The films they made in the period of 1960 – 1965 are forgotten gems of Norwegian commercial film history. The Norwegian producers of cinema commercials faced tough competition in the 60’s as American companies such as Coca-Cola and Levis made their foray into Norwegian cinema. Bjørn had to close down his animation studio, choosing instead to focus on comics made under the pen name Baron. Anna was offered a position with public broadcaster NRK, which was officially opened in 1960. Here she became colleagues with Wilfred Jensenius who had been the resident animator with NRK since its inception. They continued to work together until Jensenius’ retirement. Following this, Anna became the central animator for the graphical department at NRK, serving as the department head for many years until her retirement in 2003.

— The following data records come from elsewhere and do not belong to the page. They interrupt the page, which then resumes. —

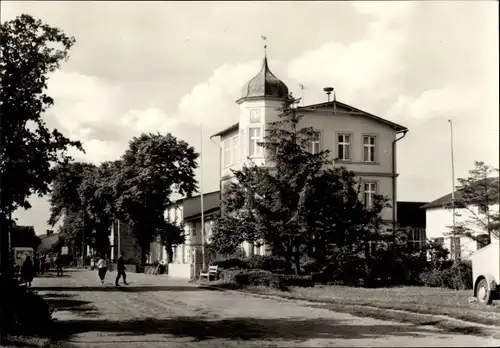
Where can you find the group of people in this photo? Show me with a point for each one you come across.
(30, 268)
(47, 262)
(40, 264)
(102, 269)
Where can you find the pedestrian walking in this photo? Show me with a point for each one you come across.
(120, 269)
(28, 271)
(36, 264)
(102, 268)
(47, 262)
(58, 262)
(42, 263)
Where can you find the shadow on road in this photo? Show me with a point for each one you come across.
(50, 275)
(239, 328)
(111, 288)
(65, 302)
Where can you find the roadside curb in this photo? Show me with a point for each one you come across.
(459, 323)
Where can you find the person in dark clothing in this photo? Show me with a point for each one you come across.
(36, 264)
(120, 269)
(58, 262)
(42, 263)
(28, 271)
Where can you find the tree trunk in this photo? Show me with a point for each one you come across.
(297, 258)
(170, 254)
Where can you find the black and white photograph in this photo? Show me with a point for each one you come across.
(249, 174)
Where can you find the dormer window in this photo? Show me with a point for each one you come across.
(254, 115)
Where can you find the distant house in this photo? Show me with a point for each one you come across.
(440, 219)
(122, 239)
(414, 220)
(50, 242)
(187, 258)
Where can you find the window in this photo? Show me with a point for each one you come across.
(370, 190)
(344, 147)
(254, 116)
(369, 149)
(455, 248)
(227, 152)
(236, 141)
(242, 145)
(416, 239)
(482, 241)
(254, 138)
(314, 144)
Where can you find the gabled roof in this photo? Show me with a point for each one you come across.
(192, 206)
(49, 243)
(446, 199)
(345, 108)
(235, 126)
(353, 111)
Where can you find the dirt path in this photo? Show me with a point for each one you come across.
(155, 311)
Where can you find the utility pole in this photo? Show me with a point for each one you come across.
(453, 189)
(204, 263)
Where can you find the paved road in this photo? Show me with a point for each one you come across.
(156, 311)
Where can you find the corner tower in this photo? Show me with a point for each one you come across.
(261, 97)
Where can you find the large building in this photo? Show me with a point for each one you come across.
(362, 142)
(187, 258)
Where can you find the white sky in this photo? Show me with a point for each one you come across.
(148, 66)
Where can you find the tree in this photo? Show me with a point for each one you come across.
(476, 205)
(297, 204)
(30, 50)
(66, 204)
(153, 167)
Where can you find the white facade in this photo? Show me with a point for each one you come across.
(368, 144)
(440, 221)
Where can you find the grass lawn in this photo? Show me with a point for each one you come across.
(435, 301)
(372, 302)
(31, 341)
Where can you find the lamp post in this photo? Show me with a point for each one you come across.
(453, 188)
(201, 204)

Anna Tystad Aronsen made countless animations and vignettes over the course of her years with NRK. One of the most widely recognized is her vignette for Portveien 2, a children’s TV show that remained on TV for many years of reruns. Though NRK made children’s TV, they never produced any in-house animation, opting instead to co-produce foreign projects. It was only in cooperative animated projects with the European Broadcasting Union that Anna got the chance to make her own animated short films. These thought-provoking films truly highlight her elegant and beautiful designs.
In 1976 Anna animated the TV adaptation of Ingebrigt Daviks’ Taremareby stories, originally presented as part of a popular children’s radio program in the 60’s and 70’s. She also illustrated the picture book about Taremareby, which is still for sale in bookstores today.
During the making of her most influential animated short, Trouble (1986), Anna and colleague Else Myklebust had to seek financial support outside of NRK despite both being full-time employees of the state broadcaster at the time. Trouble tells the story of sexual violence committed against kindergarteners. The film was widely and internationally distributed and is still used as part of the curriculum for kindergarten teachers and child protection service workers. Trouble was also an important source of inspiration for Anita Killi when making her film Angry Man (2009).
Anna’s films are an important
part of Norwegian animation history. It is about time that this “Grand Old Lady
of Norwegian Animation” is given due recognition for her long and important
career as a pioneer within the Norwegian animation industry.